Aslan Paşa tarafından 1618 yılında inşa edilen, mimarisi ve taş duvarlarıyla Yanya'daki en dikkat çekici Osmanlı eserleri arasında yer alan bu cami günümüzde Yanya Belediyesi tarafından Etnografya Müzesi olarak kullanılıyor. Ancak iki ay önce yaşanan kuvvetli fırtına sonucunda minaresinin kubbe kısmı zarar görmüş durumda ve sanırım bir restorasyon çalışması başlayacağından dolayı ziyarete kapalı. 1913 yılında camiyi de içerisine alan kaleyi kuşatan Yunan ordusuna karşı uzunca bir süre direnmesine rağmen sonuçta ne yazık ki direnç kırılmış ve Yanya şehri 6 Mart 1913 tarihinde Türk yönetiminden çıkmış. Bu savunmaya ait izleri cami avlusundaki o günlerden kalma top güllelerinden rahatça anlayabiliyorsunuz. Cami avlusundaki top gülleleri...
Aslan Paşa cami avlusundan Yanya gölünün muhteşem manzarasını fotoğrafladıktan ve biraz soluklandıktan sonra artık dar sokaklardan yine göl kenarına doğru inmeye başlıyoruz. Sokaklar içinde yürüdükçe Muğla'nın sokaklarını andırıyorlar iyice. Hiç de yabancı olmadığımız bir mimari sonuçta. İşte bu yüzden seviyorum Ege'nin iki yakasını, Ege'yi ve Ege kültürünü. Yanya'da dar sokaklardan aşağı doğru inişimiz keyifli bir şekilde göl kenarında sona eriyor. Göl kenarında biraz fotoğraf aldıktan sonra geceden beri süren yorgunluğumuzu atmak için artık biraz oturma ihtiyacı hissediyoruz.

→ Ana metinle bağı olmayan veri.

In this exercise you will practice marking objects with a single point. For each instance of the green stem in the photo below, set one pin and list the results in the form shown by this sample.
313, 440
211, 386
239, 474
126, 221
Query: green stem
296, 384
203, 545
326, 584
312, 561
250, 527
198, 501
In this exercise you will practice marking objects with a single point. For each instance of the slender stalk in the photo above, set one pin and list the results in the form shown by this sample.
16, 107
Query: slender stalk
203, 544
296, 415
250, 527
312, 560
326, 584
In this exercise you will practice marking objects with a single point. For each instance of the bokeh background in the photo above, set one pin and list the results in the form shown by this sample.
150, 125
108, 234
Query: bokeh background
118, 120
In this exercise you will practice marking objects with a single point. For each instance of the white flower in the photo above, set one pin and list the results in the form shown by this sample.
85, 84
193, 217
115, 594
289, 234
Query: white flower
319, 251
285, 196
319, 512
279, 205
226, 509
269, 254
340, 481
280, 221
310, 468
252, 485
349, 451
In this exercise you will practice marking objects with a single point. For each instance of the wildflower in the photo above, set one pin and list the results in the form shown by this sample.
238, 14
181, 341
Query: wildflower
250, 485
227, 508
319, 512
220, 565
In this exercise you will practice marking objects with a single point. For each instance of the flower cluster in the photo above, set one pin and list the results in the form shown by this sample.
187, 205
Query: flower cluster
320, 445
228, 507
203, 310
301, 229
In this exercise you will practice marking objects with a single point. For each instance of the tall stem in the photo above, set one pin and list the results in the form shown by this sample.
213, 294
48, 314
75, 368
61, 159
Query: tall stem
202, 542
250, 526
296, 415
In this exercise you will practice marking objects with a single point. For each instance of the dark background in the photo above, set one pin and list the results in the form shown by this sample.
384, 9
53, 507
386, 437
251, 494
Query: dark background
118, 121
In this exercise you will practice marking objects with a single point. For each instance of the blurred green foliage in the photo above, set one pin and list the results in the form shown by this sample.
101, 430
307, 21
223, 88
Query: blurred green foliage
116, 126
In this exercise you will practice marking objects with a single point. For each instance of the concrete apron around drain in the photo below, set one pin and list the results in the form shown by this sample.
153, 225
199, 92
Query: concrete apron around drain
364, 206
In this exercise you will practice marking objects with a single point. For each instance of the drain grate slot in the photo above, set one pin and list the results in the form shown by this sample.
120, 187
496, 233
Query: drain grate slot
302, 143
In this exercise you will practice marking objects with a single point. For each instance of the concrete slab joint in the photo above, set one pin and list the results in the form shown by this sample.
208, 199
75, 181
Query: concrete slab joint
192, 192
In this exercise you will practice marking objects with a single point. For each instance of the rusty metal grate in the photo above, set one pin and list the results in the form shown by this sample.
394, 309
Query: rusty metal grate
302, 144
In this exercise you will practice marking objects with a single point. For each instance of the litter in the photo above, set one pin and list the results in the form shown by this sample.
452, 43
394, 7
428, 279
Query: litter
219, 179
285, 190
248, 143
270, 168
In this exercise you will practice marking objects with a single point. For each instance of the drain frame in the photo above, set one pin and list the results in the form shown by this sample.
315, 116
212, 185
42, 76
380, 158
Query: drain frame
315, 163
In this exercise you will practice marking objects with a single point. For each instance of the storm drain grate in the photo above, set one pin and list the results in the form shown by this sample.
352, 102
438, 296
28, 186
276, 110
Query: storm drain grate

Kafeler ve restoranlar zaten göl kenarında sıralanmışlar ve hepsi kalabalık. Neredeyse oturacak yer bulmakta bile zorlanıyoruz. Kasım ayındaki bu güneşli havanın keyfini çıkaran Yanya'lılar tüm kafeleri doldurmuşlar. Neyse ki bir tanesinde dört kişi oturabileceğimiz bir yer buluyoruz. Önce yorgunluğumuzu atmak için birer sade kahve içiyoruz. Sonra güneş o kadar güzel geliyor ki birer de Mythos birası içmek istiyoruz ama ne yazık ki seçenekler arasında bulunmadığını söylüyor güzel garson kızımız. O yüzden yine bir Yunan birası olan Alfa'yı tercih ediyoruz. Hafiften acıktığımızı hissedince de yanına atıştırmalık bir şeyler derken farkında olmadan acıkan karnımızı da doyurmuş oluyoruz. Sonrasında, yıllar öncesinde buralarda yaşamış olan, hiç tanımadığım, muhtemelen onun da yaşarken benim gibi bir torununun torunu olacağının hayalini bile kurmadığı dedemin anneannesinin bir zamanlar yaşadığı yer olan Yanya'dan ayrılmak ve yine çok görmek istediğim küçük bir balıkçı kasabası olan Parga'ya hareket etmek üzere otobüsümüze binmek için hesabımızı ödeyip kalkıyoruz. * * * PARGA
Otobüsümüz tamamen aşağı inemiyor, sahile inen yollar çok dar ve hatta zaman zaman merdiven gibi oluyor. O yüzden bizi yukarıda bırakıyor. Oradan bu muhteşem manzarayı fotoğraflama imkanını yakaladıktan sonra o manzarayı içimize çeke çeke yürüyerek evlerin aralarından daracık yollardan sahile doğru iniyoruz. Bavullarımız ise otelimize otobüs şoförlerimiz sayesinde gidecek, buna fazlasıyla seviniyoruz. Palatino Otel'de kalacağız. Manzarası muhteşem.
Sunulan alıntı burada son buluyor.